Antonio Vidal
(1928–2013)

Antonio Vidal, installation view, Neue Galerie, Kassel, documenta 14, photo: Liz Eve

Four years have passed since the death of the Cuban painter and sculptor Antonio Vidal, but the story of his life is still full of riddles to be deciphered. His intellectual maturity is closely linked to the bohemian world surrounding the Café Antillano, on Havana’s Paseo del Prado, a space he inhabited alongside other writers and artists who have already passed into the nation’s collective memory. The voices of Hugo Consuegra, Guido Llinás, Pedro de Oraá, Tomás Oliva, José Álvarez Barragaño, and Raúl Martínez all resound in this place.

Antonio was an enemy of dictatorship and all forms of totalitarianism. Born in Havana in 1928, he was an integral part of the 1954 exhibition Contemporary Cuban Art: Homage to José Martí at Havana’s Lyceum. Known as the “Anti-Biennial,” it was a way of subverting Francisco Franco and Fulgencio Batista’s joint interest in establishing a Hispano-American Biennial. In this stance, taken by many of the emerging artists of the period, we can see the genesis of Cuban abstractionism, which rejected the separation of art from life in favor of its always controversial relationship with politics.

Like every artist, Antonio bore the weight of his contradictions. He dreamed of being a comic artist but placed a high value on his work’s relationship with texture, a sense of balance between planes, and the emotion of color. He was an exceptional teacher, a man of few words but precise movements. He taught his students that work couldn’t be cut short in order to complete an exercise; you had to feel, to live what you were doing. He also reserved a private world for himself, something which never ceased to shock even his wife, Gladys. The end of his life saw the furtive appearance of a series of erotic comics, his great secret for many years.
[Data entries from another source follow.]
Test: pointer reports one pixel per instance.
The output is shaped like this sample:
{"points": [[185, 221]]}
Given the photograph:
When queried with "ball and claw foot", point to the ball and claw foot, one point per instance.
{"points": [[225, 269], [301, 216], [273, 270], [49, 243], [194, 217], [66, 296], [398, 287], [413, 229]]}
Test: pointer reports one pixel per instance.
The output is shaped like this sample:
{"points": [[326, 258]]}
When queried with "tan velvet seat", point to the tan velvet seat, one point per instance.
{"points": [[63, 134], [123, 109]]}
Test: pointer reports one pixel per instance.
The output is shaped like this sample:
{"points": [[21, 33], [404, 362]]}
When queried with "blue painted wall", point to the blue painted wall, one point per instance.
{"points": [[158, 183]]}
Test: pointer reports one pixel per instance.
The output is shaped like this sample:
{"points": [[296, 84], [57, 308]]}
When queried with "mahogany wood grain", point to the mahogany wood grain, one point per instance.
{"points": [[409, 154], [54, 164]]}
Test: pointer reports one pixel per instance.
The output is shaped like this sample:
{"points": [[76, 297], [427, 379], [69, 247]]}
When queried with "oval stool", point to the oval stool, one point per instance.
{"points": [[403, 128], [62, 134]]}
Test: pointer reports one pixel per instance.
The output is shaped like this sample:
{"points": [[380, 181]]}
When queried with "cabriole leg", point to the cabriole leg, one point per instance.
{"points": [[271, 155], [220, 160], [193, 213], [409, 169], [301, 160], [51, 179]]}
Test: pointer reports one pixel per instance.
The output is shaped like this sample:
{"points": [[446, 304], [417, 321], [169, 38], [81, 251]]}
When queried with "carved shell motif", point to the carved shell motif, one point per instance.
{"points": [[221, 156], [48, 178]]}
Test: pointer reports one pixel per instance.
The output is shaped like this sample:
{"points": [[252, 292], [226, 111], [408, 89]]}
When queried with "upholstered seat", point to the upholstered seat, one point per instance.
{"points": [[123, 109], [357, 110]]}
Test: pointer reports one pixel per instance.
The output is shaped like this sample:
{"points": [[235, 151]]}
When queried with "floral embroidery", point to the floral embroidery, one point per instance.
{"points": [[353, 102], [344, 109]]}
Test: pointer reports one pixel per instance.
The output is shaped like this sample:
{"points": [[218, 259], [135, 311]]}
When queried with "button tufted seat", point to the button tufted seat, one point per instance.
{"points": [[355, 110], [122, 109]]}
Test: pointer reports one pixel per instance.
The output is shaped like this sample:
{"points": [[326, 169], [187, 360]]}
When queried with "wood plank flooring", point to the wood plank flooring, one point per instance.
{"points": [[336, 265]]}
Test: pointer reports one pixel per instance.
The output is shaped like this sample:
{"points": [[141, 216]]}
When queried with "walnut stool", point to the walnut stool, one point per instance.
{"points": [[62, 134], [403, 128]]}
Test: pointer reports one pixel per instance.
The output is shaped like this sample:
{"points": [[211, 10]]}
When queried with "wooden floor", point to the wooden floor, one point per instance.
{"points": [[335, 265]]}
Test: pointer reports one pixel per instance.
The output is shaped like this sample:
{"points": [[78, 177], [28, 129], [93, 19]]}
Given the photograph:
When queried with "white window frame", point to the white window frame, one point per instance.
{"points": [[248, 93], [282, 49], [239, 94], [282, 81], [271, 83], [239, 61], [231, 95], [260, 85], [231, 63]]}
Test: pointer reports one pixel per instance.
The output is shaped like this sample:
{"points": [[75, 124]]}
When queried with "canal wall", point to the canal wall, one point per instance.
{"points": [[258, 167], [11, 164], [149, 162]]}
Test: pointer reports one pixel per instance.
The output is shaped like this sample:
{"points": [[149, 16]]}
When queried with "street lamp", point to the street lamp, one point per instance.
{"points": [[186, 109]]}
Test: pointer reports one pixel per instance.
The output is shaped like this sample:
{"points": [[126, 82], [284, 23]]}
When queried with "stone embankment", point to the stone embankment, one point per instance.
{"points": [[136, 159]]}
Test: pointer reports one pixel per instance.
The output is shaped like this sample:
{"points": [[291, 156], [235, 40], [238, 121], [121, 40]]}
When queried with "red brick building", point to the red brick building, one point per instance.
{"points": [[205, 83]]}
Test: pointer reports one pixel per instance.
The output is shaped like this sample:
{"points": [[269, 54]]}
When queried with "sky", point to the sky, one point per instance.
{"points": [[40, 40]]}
He allowed himself the twin luxuries of disdain for the market and mockery of fame. Awarded the National Fine Arts Award by the Cuban Ministry of Culture in 1999, his acceptance speech consisted of a single statement, “Thank you.” With his passing we mourn the end of an era: Vidal was the last surviving member of the Grupo de los Once (Group of Eleven) who changed Cuban art forever in the mid-1950s. He would never have imagined that documenta 14 would await him.